Ma tali motivazioni non hanno tenuto in debita considerazione alcuni elementi emersi durante il processo penale Telecom, ancorché non giunto a sentenza definitiva, come sottolinea il tribunale civile. Dalle testimonianze di Tavaroli e Tronchetti Provera emerge in maniera evidente che a fine 2002 venne organizzato, presso la sede della Saras spa (società dei fratelli Moratti), un incontro cui parteciparono Tavaroli, Moratti, Tronchetti e Facchetti: in tale occasione venne raccontato a Tavaroli dell'esistenza di un sistema Moggi che condizionava gli arbitri, con De Santis membro autorevole del sistema stesso. Lo stesso Moratti in due interviste nel 2006 disse che "qualcuno si offrì di farlo", "ma non venne fuori nulla". Non sembra quindi che Moratti fosse all'oscuro della vicenda. Altro elemento dirimente, a dire del tribunale, è il fatto che la prestazione venne fatturata dalla WCS (società inglese di Cipriani) alla Pirelli. Ma nel pronunciamento del giudice Panasiti del 28/05/2010 dep il 14/06/2010 si legge (pag 130-132) che, sia in occasione dell'indagine "Care" ai danni di Vieri (2000) sia nel caso del dossier Ladroni, Tavaroli  riferì che la fatturazione doveva essere fatta dalla WCS perché l'investigazione doveva essere difficilmente individuabile.

Affermare quindi che Cipriani fosse all'oscuro del fatto che il Dossier Ladroni era riferibile all'Inter sembra imprudente in base a quanto si legge nella pronuncia del giudice Panasiti.
Ma nelle motivazioni v'è un altro elemento alquanto interessante.
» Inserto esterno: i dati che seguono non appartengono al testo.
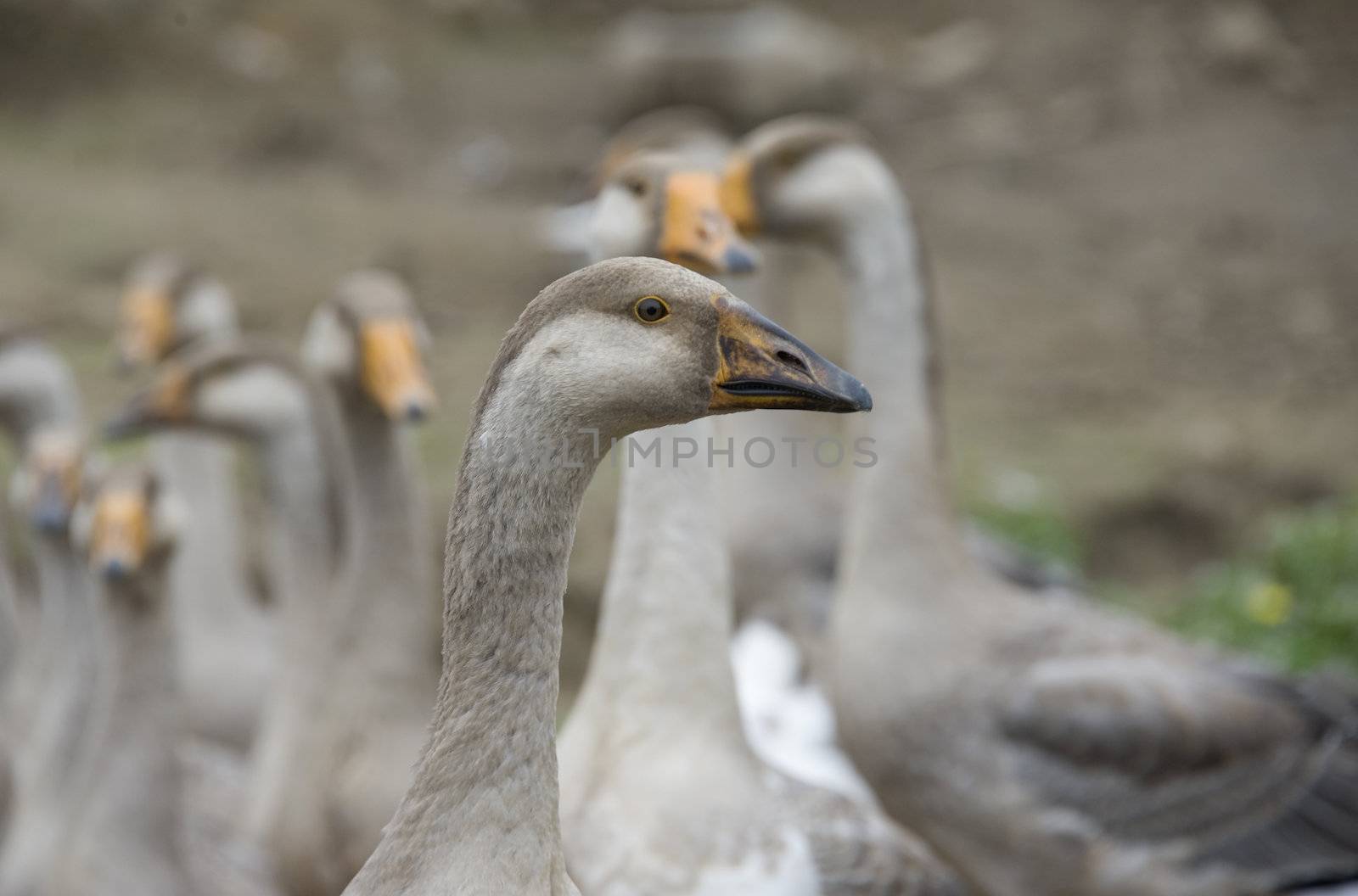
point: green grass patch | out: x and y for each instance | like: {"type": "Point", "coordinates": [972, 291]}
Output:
{"type": "Point", "coordinates": [1039, 531]}
{"type": "Point", "coordinates": [1293, 602]}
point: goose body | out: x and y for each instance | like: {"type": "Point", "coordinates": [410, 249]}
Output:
{"type": "Point", "coordinates": [618, 346]}
{"type": "Point", "coordinates": [660, 791]}
{"type": "Point", "coordinates": [224, 637]}
{"type": "Point", "coordinates": [1045, 747]}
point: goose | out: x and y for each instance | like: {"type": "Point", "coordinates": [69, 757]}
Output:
{"type": "Point", "coordinates": [665, 205]}
{"type": "Point", "coordinates": [1043, 747]}
{"type": "Point", "coordinates": [226, 640]}
{"type": "Point", "coordinates": [136, 830]}
{"type": "Point", "coordinates": [295, 803]}
{"type": "Point", "coordinates": [37, 391]}
{"type": "Point", "coordinates": [367, 343]}
{"type": "Point", "coordinates": [121, 835]}
{"type": "Point", "coordinates": [614, 348]}
{"type": "Point", "coordinates": [635, 694]}
{"type": "Point", "coordinates": [56, 692]}
{"type": "Point", "coordinates": [660, 792]}
{"type": "Point", "coordinates": [692, 132]}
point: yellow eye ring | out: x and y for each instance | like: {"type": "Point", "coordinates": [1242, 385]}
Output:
{"type": "Point", "coordinates": [651, 310]}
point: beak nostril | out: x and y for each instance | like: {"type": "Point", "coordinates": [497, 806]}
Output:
{"type": "Point", "coordinates": [788, 357]}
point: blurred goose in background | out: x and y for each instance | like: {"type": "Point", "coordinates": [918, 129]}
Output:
{"type": "Point", "coordinates": [620, 346]}
{"type": "Point", "coordinates": [665, 205]}
{"type": "Point", "coordinates": [314, 767]}
{"type": "Point", "coordinates": [37, 391]}
{"type": "Point", "coordinates": [690, 136]}
{"type": "Point", "coordinates": [56, 683]}
{"type": "Point", "coordinates": [1042, 746]}
{"type": "Point", "coordinates": [660, 792]}
{"type": "Point", "coordinates": [368, 344]}
{"type": "Point", "coordinates": [135, 827]}
{"type": "Point", "coordinates": [226, 640]}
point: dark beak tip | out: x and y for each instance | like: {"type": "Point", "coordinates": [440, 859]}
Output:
{"type": "Point", "coordinates": [739, 261]}
{"type": "Point", "coordinates": [120, 428]}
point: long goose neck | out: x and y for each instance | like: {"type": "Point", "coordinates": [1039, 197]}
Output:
{"type": "Point", "coordinates": [135, 770]}
{"type": "Point", "coordinates": [394, 608]}
{"type": "Point", "coordinates": [8, 608]}
{"type": "Point", "coordinates": [70, 647]}
{"type": "Point", "coordinates": [65, 610]}
{"type": "Point", "coordinates": [207, 570]}
{"type": "Point", "coordinates": [662, 656]}
{"type": "Point", "coordinates": [902, 500]}
{"type": "Point", "coordinates": [491, 764]}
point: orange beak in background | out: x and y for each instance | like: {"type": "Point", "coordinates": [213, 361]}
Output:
{"type": "Point", "coordinates": [58, 475]}
{"type": "Point", "coordinates": [120, 536]}
{"type": "Point", "coordinates": [696, 232]}
{"type": "Point", "coordinates": [738, 197]}
{"type": "Point", "coordinates": [146, 329]}
{"type": "Point", "coordinates": [393, 371]}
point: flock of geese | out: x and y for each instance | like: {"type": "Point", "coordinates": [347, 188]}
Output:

Il tribunale conferma che l'Inter presentò al tribunale di Milano un esposto in merito a quanto raccontato da Nucini a Facchetti. Esposto archiviato perché Nucini non confermò al Pm quanto detto in precedenza a Facchetti. E secondo il tribunale l'Inter si limitò a percorrere la via dell'esposto alla Procura in alternativa all'incarico a Tavaroli. Dalle motivazioni non si intuisce quali elementi ci siano a supporto di questa tesi, essendo possibile che l'Inter abbia percorso entrambe le strade, come sembra emergere dalle testimonianze del processo Telecom. Tuttavia è confermato il fatto che l'Inter violò la clausola compromissoria che vieta alle società di serie A di ricorrere alla giustizia ordinaria senza l'autorizzazione federale. Ma al solito alla giustizia sportiva non interesserà...
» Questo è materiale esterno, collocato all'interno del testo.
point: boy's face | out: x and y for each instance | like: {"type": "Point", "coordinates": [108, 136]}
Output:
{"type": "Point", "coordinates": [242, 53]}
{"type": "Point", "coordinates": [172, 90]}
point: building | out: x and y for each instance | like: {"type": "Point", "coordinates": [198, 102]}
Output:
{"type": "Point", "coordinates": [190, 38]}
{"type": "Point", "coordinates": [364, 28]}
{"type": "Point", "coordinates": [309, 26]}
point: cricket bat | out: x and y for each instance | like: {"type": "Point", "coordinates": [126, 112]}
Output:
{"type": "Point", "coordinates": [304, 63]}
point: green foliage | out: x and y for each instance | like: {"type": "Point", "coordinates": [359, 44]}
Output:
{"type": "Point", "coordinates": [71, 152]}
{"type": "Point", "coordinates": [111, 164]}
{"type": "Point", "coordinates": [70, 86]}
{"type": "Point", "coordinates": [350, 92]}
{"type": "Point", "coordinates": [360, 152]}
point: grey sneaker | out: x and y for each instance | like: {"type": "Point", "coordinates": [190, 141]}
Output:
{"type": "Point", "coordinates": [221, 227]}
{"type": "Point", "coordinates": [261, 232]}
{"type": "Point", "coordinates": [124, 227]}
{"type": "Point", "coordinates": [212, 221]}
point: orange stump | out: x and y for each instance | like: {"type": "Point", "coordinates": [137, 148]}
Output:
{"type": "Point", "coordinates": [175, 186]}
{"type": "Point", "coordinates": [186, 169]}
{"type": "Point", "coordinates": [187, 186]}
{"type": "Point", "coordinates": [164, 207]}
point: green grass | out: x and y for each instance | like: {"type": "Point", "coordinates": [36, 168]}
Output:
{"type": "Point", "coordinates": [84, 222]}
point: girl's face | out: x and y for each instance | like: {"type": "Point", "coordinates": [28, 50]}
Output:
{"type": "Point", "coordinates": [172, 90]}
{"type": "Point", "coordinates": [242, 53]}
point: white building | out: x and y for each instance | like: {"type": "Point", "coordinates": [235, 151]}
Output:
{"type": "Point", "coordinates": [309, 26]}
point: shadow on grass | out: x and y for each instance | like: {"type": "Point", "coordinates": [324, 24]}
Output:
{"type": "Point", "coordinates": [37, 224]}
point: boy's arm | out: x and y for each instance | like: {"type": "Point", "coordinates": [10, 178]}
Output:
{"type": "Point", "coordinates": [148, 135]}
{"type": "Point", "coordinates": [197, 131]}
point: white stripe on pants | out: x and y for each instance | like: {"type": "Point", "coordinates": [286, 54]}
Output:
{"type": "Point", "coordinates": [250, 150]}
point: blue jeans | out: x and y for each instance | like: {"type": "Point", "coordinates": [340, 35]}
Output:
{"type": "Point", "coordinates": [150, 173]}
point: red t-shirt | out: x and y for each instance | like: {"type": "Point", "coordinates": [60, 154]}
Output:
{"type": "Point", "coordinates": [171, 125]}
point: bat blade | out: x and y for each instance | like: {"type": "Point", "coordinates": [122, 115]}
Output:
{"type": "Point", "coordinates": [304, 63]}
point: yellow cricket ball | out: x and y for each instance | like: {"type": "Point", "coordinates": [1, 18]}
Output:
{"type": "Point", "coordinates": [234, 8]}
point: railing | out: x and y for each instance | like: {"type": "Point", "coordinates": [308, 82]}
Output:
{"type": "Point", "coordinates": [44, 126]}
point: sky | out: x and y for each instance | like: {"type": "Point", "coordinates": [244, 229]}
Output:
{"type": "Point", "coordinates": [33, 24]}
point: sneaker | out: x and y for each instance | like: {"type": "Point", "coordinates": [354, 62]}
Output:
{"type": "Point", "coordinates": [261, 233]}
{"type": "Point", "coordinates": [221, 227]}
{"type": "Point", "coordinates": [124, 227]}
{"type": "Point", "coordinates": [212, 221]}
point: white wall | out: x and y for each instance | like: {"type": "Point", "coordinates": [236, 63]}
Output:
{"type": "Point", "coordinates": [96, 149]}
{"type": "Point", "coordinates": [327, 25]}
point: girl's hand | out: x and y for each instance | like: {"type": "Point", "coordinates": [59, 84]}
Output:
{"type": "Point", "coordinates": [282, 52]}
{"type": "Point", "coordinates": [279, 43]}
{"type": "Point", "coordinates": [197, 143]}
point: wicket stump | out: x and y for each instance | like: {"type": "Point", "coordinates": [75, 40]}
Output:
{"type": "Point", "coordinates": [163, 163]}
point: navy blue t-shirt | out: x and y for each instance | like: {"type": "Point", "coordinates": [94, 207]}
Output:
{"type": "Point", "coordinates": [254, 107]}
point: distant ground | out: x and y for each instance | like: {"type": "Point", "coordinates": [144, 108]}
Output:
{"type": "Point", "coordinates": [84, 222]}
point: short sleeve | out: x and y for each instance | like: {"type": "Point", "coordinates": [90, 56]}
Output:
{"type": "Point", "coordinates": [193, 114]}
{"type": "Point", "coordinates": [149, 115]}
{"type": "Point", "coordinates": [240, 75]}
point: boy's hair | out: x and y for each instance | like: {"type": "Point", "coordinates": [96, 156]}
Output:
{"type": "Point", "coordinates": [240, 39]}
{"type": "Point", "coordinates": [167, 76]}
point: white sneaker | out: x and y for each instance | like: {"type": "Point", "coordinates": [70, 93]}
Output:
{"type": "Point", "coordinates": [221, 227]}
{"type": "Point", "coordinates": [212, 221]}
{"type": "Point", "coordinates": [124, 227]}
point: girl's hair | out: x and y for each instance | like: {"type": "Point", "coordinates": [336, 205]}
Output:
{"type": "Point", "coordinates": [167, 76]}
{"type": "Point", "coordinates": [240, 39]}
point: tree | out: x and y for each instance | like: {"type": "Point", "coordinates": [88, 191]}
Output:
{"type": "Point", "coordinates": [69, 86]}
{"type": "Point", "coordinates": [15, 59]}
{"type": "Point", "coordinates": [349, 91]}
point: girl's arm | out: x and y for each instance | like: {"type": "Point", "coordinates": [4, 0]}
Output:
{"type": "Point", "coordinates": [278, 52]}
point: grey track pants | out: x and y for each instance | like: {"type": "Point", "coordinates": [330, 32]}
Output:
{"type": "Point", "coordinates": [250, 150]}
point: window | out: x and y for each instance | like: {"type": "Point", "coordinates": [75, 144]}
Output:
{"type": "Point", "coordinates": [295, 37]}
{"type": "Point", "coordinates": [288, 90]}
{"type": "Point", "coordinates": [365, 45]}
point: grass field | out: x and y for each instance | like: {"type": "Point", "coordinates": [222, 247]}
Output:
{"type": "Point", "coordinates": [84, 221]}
In definitiva il tribunale civile, pur non accogliendo l'istanza di De Santis, conferma che il Dossier Ladroni conteneva attività di dossieraggio illegale ai suoi danni, conferma che venne realizzato in seguito alle voci di un De Santis organico al sistema Moggi, conferma che venne realizzato da Cipriani su ordine di Tavaroli cui  il mandato venne dato dal presidente di Pirelli/Telecom, Tronchetti Provera, in quanto socio di rilievo e sponsor dell'Inter.
Quindi, a parere del tribunale civile, il Dossier Ladroni non venne commissionato dai vertici dell'Inter ma "solo" da un suo socio di rilievo nonché munifico sponsor.
La proverbiale onestà nerazzurra ne esce ancora una volta intonsa. O no?